4. Nada por si e de si
Esse processo de retorno ao nosso originário, a espiritualidade antiga assinala com a expressão latina “ex nihilo sui et subjecti”, isto é, entrar e viver na experiência do “nada por si e de si”, exemplarmente revelado por Jesus Cristo no processo da sua existência encarnada, crucificada, eucaristizada. Mas, em que consiste esse processo? Consiste em assumir a finitude e a mortalidade humana como extensão da vida eterna e da imortalidade divina. Esse é o mais belo e mais comovedor exemplo que Jesus Cristo nos deixou: a essência de sua Boa Nova, o plano de Deus no coração do homem. Por isso, inimigo maior da vida eterna e de nossa realização plena e final – perfeita alegria - não é o fato de sermos finitos, mortais e limitados, mas de sentirmos vergonha dessa nossa condição e, por causa disso, empenhar-nos na busca de nossa realização a partir de nós mesmos: a desobediência originária de Adão.

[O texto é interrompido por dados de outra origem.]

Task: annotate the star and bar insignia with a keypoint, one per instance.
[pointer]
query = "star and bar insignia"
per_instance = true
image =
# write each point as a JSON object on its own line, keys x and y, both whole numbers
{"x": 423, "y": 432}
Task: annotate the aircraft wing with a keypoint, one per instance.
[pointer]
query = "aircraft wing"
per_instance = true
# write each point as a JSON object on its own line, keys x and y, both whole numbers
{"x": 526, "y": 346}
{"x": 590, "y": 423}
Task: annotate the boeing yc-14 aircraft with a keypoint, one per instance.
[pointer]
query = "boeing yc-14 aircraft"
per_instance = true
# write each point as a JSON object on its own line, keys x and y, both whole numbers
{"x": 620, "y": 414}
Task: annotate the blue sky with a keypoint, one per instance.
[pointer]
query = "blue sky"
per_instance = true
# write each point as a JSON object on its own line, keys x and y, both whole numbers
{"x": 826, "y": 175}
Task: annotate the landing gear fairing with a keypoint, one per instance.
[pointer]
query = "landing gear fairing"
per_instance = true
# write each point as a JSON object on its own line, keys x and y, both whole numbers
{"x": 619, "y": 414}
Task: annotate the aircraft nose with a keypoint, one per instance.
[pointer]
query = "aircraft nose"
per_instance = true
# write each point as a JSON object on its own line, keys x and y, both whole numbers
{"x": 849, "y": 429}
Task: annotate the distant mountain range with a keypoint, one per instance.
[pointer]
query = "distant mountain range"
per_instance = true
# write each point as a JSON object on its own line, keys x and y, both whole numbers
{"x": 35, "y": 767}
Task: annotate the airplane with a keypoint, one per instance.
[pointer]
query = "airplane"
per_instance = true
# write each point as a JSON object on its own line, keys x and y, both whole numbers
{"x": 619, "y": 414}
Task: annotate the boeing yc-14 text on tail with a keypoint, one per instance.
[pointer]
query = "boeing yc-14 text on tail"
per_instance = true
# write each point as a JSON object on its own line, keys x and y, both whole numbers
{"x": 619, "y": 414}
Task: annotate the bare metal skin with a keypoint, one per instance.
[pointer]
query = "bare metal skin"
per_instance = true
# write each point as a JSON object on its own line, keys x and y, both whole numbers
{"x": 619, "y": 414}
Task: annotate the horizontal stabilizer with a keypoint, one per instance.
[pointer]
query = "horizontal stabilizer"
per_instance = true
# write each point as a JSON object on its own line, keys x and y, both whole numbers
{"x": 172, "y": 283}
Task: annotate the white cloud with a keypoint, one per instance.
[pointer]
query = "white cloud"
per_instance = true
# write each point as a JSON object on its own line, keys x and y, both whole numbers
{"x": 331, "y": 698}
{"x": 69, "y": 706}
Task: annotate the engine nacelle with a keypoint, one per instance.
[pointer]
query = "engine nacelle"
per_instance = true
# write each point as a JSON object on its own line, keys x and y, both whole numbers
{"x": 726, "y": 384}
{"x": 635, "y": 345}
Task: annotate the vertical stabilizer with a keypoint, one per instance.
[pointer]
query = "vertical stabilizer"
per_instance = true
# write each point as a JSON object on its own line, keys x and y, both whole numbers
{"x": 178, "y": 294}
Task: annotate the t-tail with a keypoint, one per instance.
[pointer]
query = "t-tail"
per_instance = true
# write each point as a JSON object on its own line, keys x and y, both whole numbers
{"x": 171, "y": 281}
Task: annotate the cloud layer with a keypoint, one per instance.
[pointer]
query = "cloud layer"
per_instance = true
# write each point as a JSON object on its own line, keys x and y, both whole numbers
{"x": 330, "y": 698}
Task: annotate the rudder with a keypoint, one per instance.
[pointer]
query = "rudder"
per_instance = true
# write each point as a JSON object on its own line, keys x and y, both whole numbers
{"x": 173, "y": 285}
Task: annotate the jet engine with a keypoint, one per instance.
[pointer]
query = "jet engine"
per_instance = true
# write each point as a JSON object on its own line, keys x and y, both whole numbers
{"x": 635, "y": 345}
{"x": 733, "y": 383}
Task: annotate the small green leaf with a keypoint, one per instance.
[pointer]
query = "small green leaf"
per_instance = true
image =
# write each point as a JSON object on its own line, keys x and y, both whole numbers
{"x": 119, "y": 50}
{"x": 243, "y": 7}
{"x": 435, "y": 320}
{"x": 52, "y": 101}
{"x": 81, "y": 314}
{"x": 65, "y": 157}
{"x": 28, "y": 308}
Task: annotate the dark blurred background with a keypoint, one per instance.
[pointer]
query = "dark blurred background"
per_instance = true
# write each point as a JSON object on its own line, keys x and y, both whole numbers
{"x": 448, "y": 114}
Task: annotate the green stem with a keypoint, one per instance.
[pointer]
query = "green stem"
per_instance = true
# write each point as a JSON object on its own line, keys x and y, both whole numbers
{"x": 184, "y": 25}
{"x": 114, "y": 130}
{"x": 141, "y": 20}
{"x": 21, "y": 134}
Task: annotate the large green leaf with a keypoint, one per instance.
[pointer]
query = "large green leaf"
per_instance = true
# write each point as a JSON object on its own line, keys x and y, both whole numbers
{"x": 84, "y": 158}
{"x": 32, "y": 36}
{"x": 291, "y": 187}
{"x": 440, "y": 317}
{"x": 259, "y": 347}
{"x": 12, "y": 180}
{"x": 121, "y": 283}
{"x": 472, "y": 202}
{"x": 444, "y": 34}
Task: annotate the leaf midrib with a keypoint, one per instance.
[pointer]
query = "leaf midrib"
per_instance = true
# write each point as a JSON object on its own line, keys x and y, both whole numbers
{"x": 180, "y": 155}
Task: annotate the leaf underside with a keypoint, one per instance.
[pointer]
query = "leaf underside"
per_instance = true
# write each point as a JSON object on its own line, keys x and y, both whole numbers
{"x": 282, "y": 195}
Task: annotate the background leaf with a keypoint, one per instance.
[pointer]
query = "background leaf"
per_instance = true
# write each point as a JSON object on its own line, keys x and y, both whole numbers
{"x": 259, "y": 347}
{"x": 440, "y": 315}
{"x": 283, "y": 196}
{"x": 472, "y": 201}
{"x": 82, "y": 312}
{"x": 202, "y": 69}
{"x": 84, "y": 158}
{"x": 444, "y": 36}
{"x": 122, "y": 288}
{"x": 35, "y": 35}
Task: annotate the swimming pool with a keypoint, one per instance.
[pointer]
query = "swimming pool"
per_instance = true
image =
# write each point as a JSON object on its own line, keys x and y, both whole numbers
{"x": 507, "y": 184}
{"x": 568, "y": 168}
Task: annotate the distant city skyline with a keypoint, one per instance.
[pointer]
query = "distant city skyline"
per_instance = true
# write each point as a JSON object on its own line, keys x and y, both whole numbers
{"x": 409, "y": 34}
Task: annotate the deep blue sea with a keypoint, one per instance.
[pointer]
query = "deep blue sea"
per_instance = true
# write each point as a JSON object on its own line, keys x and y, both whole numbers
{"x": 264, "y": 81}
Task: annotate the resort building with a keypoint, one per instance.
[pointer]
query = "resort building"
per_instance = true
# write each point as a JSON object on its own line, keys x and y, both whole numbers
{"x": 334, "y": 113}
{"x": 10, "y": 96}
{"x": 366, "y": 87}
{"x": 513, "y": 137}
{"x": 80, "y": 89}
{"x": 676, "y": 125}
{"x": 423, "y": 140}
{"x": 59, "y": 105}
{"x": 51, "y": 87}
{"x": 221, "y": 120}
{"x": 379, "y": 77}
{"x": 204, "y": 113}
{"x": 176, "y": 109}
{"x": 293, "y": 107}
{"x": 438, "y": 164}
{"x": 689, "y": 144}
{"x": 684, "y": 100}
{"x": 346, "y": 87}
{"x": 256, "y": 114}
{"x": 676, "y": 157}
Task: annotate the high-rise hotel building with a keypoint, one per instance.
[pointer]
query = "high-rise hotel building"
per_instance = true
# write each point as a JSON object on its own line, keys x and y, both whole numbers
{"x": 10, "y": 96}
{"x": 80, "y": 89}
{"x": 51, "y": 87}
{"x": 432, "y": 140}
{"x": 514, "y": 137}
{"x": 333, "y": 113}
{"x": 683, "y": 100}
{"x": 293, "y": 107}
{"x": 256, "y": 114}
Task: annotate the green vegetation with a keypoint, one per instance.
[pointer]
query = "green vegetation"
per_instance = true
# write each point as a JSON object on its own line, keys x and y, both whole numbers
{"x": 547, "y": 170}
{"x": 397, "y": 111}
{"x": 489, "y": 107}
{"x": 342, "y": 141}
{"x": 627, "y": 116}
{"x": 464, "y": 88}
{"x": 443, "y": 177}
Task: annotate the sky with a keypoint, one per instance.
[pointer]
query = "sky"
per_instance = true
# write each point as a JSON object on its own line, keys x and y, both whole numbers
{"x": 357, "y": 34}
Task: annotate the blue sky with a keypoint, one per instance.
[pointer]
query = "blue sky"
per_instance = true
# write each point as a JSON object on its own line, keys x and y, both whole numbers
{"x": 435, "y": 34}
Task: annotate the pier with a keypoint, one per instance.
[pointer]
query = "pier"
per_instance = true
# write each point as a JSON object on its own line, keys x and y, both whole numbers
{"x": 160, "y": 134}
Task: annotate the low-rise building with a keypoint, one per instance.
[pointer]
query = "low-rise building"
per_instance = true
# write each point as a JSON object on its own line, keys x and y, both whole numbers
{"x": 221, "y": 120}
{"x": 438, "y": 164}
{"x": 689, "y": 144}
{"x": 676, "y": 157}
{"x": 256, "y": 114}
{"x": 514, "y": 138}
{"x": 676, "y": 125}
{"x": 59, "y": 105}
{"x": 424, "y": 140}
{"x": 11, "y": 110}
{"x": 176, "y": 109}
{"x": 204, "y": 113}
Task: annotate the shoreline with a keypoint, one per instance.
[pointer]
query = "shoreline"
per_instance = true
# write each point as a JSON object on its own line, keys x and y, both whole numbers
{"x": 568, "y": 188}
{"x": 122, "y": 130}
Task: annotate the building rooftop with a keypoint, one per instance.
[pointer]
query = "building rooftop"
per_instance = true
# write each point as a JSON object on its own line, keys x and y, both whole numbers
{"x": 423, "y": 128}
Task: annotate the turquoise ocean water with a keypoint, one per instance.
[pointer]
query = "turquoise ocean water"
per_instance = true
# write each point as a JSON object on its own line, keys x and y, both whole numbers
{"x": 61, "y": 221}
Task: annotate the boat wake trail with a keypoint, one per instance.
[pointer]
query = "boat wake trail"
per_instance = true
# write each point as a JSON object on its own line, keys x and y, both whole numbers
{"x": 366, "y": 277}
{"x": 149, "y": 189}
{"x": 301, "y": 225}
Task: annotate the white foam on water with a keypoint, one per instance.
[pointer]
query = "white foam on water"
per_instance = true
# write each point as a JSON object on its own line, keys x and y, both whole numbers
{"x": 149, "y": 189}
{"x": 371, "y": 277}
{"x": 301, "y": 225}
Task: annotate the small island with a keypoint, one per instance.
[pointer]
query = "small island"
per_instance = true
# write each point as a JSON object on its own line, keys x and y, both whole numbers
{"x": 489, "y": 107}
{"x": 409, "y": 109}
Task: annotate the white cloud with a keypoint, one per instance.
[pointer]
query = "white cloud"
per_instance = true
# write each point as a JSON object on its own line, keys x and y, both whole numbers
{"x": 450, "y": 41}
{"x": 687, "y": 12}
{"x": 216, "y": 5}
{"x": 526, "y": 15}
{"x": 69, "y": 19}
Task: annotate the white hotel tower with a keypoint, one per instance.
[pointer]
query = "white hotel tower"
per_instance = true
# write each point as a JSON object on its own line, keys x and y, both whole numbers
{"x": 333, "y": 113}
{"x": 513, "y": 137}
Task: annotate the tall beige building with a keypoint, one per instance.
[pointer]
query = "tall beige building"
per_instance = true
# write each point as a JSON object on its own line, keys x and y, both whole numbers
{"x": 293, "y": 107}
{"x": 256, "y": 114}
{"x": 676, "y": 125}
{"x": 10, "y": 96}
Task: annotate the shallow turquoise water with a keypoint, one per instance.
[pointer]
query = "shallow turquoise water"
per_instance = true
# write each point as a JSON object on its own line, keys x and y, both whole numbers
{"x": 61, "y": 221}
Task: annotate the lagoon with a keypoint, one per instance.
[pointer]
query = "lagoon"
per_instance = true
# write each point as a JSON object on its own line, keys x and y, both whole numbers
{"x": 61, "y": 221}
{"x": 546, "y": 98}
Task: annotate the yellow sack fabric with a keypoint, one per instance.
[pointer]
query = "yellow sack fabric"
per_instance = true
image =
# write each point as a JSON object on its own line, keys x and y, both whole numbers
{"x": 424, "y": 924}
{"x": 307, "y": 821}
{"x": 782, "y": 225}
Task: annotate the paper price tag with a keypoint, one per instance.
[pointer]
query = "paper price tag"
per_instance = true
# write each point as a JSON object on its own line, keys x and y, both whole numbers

Como é esse modo de ser originário que perdemos no paraíso? É como a Cruz de Jesus Cristo, diz Francisco. Mas, como é a Cruz de Jesus Cristo? Ou seja, o que se deu na Cruz para ser essa recordação e participação - a perfeita alegria, a jovialidade, a glória de Deus - nossa realização plena e última? Deu-se que, no momento da rejeição, Cristo nada mais tem de si, tudo nele e dele é sem valor, sem nenhum mérito; a própria autenticidade, o próprio sacrifício, isto é, a própria Cruz, sua doação ao Pai, são total e radicalmente desmerecidos. Nessa sua total pobreza, sem direitos nem méritos, Cristo procura doar-se ao Pai que o condena, tentando só amá-lo, gratuita e cordialmente, apenas atraído pela afeição, sem razões, sem nada saber, sem nada poder, sem nada querer senão tão só e unicamente saber o que o Pai sabe, querer só o que Pai quer, poder só o que o Pai pode, querer só o que o Pai quer.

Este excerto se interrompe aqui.